BSD-licensed libiconv in base system
The libiconv library is an important piece of I18N software. It implements library routines to convert files from one encoding to another. There is also a command line interface for this library, which provides a convenient way of encoding conversion. Currently, FreeBSD lacks of these pieces of software in the base system. In the Ports Collection, we use GNU libiconv but this is such an underlying tool that we should have an own, customized version that is:
* Located in the base system. Currently, we can't use libiconv from the base system and it is a big limiting factor in I18N.
* Licensed under BSDL (preferably 2-clause).
* Efficient.
* Clean. Does not contain a lot of platform-specific ugly hacks. It is optimized to FreeBSD and its coding conventions.
* Supports the most important encodings, the more the better, but it must support the following ones: ASCII, ISO8859-family, UTF-family, CP1131, CP1251, ISCII-DEV, ARMSCII-8, SJIS, eucJP, PT154, CP949, eucKR, CP866, KOI8-R, KOI8-U, GB18030, GB2312, GBK, eucCN, Big5HKSCS, Big5. These are the encodings that are supported by our locale subsystem, so an acceptable level of their support is a requirement.
* Provides a good level of compatibility with its GNU counterpart. This doesn't only mean standard conformance, but implementing the most common extensions so that we can use it as a drop-in replacement for the Ports Collection, as well.
NetBSD's BSD-licensed Citrus iconv will be taken as a base of this work.
TODO and Milestones
- May 23 - May 29: Reading the code, get an understanding of its structure and working.
- May 29 - Jun 8: Extract the code from NetBSD libc and make it buildable on FreeBSD as a usual independent shared library.
- Jun 9 - Jun 21: Fix the basic Latin-based encodings. The remained items here are: UTF-16, UTF-16BE, UTF-16LE, UTF-32, UTF-7. The UCS-family and the ISO8859-family already work correctly.
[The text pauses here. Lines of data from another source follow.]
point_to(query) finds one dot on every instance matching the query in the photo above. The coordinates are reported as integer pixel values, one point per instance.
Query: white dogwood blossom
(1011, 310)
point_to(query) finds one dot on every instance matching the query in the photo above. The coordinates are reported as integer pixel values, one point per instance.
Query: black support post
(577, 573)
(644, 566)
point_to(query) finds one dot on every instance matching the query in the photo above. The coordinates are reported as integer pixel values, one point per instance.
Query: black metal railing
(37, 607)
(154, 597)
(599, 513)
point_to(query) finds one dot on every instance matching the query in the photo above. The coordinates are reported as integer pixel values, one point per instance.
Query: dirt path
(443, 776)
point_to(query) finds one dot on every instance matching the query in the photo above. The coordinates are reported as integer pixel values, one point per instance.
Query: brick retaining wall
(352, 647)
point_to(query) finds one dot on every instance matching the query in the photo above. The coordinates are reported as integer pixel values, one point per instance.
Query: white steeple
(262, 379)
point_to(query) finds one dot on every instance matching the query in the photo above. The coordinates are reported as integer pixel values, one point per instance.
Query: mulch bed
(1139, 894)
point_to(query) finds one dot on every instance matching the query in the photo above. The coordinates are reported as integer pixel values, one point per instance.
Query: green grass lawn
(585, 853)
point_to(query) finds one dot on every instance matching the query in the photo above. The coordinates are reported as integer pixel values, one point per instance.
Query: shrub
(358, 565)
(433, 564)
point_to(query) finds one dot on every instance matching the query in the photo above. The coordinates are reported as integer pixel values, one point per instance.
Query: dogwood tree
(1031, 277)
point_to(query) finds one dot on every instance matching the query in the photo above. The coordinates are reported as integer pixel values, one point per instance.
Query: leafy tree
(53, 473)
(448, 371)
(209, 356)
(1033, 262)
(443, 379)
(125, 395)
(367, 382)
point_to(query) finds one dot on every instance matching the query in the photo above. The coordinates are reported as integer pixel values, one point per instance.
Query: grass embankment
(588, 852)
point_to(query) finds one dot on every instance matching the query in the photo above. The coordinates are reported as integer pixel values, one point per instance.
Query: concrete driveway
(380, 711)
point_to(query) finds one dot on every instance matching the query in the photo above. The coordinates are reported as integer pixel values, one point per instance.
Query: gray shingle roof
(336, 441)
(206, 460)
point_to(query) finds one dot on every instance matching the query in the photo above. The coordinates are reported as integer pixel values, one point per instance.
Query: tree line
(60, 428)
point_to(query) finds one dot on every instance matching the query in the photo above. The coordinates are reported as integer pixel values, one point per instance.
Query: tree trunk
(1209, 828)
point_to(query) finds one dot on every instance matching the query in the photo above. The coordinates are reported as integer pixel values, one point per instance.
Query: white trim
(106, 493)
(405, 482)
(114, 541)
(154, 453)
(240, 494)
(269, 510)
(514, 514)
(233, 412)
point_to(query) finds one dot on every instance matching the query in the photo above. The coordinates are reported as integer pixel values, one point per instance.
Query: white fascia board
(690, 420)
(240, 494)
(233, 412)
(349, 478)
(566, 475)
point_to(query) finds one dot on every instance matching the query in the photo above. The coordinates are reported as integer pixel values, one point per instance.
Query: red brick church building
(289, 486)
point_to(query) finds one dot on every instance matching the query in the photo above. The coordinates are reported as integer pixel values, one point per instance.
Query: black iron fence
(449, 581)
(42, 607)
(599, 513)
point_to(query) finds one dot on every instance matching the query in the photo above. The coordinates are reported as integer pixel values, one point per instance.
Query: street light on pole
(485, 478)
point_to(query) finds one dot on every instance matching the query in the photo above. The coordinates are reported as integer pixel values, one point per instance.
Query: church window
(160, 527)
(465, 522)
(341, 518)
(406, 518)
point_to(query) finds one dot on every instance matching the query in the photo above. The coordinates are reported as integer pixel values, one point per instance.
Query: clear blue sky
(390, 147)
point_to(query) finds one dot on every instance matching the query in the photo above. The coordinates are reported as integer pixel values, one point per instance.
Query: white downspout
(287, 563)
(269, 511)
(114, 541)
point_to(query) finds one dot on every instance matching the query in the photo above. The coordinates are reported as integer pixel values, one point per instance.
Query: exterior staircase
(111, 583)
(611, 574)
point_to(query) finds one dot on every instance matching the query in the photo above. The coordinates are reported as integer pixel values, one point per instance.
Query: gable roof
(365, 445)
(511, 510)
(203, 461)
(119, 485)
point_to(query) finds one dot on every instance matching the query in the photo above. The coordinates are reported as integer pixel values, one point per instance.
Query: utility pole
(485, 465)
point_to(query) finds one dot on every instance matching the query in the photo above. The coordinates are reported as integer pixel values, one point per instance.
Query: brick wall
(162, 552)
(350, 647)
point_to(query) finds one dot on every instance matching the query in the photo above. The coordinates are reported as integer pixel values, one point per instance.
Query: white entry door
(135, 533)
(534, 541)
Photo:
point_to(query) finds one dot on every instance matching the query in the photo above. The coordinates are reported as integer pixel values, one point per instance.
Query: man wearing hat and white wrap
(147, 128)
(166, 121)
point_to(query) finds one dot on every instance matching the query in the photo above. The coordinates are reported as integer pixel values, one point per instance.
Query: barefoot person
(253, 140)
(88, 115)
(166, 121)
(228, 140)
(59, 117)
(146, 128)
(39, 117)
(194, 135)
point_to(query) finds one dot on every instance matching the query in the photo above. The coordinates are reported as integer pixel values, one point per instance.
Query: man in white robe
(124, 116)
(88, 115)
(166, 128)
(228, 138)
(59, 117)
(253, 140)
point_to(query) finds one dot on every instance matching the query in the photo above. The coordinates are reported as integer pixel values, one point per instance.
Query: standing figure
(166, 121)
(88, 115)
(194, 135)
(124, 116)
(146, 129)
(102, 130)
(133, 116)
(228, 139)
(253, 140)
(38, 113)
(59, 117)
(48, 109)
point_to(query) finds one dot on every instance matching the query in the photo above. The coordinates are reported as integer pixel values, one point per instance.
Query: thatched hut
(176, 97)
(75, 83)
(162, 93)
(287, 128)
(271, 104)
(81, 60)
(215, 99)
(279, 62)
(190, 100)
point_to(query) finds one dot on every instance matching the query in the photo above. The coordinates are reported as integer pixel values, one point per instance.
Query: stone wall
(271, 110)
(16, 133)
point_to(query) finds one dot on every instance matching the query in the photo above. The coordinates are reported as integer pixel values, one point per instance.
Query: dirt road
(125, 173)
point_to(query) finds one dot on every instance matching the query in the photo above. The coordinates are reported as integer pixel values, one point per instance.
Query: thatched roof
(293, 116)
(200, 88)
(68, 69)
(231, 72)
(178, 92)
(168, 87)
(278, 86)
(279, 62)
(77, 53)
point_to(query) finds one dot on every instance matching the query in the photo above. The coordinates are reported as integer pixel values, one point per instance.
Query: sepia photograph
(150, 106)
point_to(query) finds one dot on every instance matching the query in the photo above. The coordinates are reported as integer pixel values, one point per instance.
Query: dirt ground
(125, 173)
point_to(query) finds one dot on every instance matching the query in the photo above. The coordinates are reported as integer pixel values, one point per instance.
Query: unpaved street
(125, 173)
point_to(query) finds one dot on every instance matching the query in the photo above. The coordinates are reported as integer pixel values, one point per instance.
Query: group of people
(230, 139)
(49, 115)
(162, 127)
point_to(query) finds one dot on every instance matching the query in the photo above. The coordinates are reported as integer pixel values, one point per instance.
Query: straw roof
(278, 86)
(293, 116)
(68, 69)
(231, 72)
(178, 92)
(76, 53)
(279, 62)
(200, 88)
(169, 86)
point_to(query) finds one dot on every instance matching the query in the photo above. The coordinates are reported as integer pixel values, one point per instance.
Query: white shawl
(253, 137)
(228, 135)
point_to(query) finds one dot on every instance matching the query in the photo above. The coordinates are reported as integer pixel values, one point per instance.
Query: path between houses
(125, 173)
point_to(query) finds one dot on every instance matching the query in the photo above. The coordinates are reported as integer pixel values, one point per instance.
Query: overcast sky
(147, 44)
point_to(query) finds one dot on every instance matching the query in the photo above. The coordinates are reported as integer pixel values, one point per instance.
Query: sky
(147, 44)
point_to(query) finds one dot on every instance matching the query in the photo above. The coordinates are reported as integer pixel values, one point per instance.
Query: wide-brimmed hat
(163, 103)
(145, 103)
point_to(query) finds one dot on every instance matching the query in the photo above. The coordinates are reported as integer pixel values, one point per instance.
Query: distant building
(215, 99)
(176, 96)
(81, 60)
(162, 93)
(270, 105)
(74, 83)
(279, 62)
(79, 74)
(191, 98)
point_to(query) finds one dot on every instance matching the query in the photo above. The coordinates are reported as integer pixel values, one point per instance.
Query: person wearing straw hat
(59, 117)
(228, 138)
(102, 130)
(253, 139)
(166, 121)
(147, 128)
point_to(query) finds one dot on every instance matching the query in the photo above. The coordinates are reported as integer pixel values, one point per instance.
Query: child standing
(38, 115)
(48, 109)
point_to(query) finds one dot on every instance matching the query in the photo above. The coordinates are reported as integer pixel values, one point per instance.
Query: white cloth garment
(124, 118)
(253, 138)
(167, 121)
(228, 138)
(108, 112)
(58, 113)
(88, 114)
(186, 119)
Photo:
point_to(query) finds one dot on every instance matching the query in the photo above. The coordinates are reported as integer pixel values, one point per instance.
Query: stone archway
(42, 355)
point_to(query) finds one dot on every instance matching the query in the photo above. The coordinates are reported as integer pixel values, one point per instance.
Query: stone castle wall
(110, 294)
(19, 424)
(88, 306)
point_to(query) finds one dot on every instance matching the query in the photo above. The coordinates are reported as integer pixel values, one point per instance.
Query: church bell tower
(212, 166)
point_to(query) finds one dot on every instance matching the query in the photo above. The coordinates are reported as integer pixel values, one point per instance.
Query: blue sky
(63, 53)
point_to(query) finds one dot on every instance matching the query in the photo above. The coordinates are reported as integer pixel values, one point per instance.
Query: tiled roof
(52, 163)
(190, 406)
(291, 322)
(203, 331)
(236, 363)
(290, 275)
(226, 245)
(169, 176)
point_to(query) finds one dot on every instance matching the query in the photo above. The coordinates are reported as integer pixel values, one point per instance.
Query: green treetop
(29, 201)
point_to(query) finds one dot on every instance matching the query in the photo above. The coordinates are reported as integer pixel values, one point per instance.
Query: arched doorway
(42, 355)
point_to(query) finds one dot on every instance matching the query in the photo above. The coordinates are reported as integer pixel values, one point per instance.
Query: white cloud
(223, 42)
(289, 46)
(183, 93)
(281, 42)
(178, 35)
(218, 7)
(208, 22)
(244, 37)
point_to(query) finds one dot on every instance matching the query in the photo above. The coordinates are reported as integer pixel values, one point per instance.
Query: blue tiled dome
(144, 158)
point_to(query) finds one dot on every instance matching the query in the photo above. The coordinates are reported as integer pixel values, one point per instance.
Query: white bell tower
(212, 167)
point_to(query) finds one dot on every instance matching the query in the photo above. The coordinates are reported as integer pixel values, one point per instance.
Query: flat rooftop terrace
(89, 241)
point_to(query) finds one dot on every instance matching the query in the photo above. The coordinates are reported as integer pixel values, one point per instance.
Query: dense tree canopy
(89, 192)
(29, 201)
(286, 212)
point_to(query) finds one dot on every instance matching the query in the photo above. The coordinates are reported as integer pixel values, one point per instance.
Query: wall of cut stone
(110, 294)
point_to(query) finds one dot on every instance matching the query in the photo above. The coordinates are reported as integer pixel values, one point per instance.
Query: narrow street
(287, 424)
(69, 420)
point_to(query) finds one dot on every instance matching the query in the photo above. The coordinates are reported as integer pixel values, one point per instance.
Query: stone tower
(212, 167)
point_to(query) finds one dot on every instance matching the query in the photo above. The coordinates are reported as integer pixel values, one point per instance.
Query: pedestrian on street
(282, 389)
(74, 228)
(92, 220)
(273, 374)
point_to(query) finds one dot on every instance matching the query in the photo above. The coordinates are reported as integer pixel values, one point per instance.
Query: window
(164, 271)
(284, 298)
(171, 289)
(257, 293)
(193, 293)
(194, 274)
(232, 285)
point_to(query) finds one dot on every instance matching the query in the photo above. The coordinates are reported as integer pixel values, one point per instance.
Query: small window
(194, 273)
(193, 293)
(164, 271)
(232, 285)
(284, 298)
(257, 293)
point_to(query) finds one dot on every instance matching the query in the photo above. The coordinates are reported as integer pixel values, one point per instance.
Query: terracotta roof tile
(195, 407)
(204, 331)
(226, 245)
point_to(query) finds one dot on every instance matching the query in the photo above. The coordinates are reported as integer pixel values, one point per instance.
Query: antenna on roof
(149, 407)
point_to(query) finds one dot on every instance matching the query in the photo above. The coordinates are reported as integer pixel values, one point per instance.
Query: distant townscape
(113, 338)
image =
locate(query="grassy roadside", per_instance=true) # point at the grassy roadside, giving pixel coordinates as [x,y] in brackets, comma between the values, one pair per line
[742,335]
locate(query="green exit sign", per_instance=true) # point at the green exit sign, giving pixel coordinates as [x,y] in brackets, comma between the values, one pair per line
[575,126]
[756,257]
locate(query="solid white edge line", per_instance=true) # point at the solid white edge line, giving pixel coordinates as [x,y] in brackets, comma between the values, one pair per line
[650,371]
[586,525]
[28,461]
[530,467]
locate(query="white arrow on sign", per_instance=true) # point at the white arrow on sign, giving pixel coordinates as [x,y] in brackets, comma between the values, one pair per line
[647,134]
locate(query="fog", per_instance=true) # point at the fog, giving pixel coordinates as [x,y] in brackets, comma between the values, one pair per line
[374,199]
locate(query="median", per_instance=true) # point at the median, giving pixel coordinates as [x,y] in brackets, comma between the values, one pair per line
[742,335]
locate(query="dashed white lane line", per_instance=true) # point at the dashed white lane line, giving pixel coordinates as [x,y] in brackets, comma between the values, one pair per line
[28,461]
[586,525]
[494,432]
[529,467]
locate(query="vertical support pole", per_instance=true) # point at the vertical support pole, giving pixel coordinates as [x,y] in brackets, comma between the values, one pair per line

- Jun 22 - Jul 22: Fix non-Latin encodings. These include the the following CJK encodings: Shift JIS, EUC-JP, EUC-KR, GB18030, GBK, EUC-CN, Big5. The following CJK encodings are completely unsupported: GB2312, Big5HKSCS. Support for these would also be nice if time permits. The KOI8-R and KOI8-U Cyrillic encodings already work correctly.
- Jul 23 - Aug 10: If all items have been completed at this point, remaining time can be dedicated to the legacy encodings, which are used in our supported locales: CP-family, ARMSCII, ISCII-DEV. If there are still more important items to complete, those should be completed.